Ironically, you are in the midst of the God-life when people dismiss you or speak lies about you or get rid of you because you insist on being God-centered. At this point, you’ll know that you are embodying the truth that is too close to the bone for a self-centered, self-satisfied perspective. Cheers for you! The world doesn’t like it, but the Maker of heaven and earth does. Moreover, you’re in good and saintly company with those who are determined to keep track of God’s will in their own times.


But woe to you for those who are rich. There is trouble ahead for you who are full now, you who laugh now ,and you who garner fame and celebrity now. You will unavoidably realize that life is much more than we can provide for ourselves and that living as if we are the center is a fatal and damning distortion of all that is real and hopeful.


And so it is. All Saints: Easter coming home to us and cracking open the fearful shell that so often imprisons and terrifies our lives. All Saints: God calling us, guiding us, fortifying us with the life of Jesus. All Saints: We have purpose, and we have a living hope. We have a life that no one or anything can take away. And yet, this can sound so impractical to our worldly ears. Tomorrow at the nine o’clock office meeting, where will the “Beatitudes” be on our agenda?

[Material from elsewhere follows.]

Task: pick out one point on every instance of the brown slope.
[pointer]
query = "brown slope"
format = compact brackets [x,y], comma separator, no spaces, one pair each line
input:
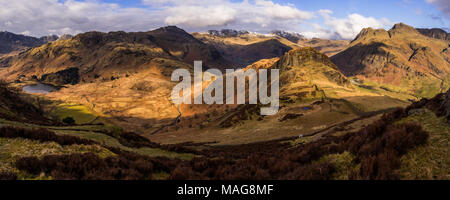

Or will we be more “practical” in our faith orientation?


Don’t be sucker-punched by such thinking. The key to the reality of what Jesus’ teaches us lies in the lesson’s last line: “Do to others as you would have them do to you.” Putting this reminder into play starts a transforming process that makes us different, and through us, can and does make the world different. And it is all so very practical and realistic.


Hear what the Spirit is saying to God’s people – to God’s saints in the making. Thanks be to God. Amen.

[1] Acts 17:28 – St. Paul reapplying the Greek poet, Aratus’ invocation to Zeus. [2] e.g., Romans 13:14; Galatians 3:27; Ephesians 4:24; 6:11, 14; 1 Thessalonians 5:8.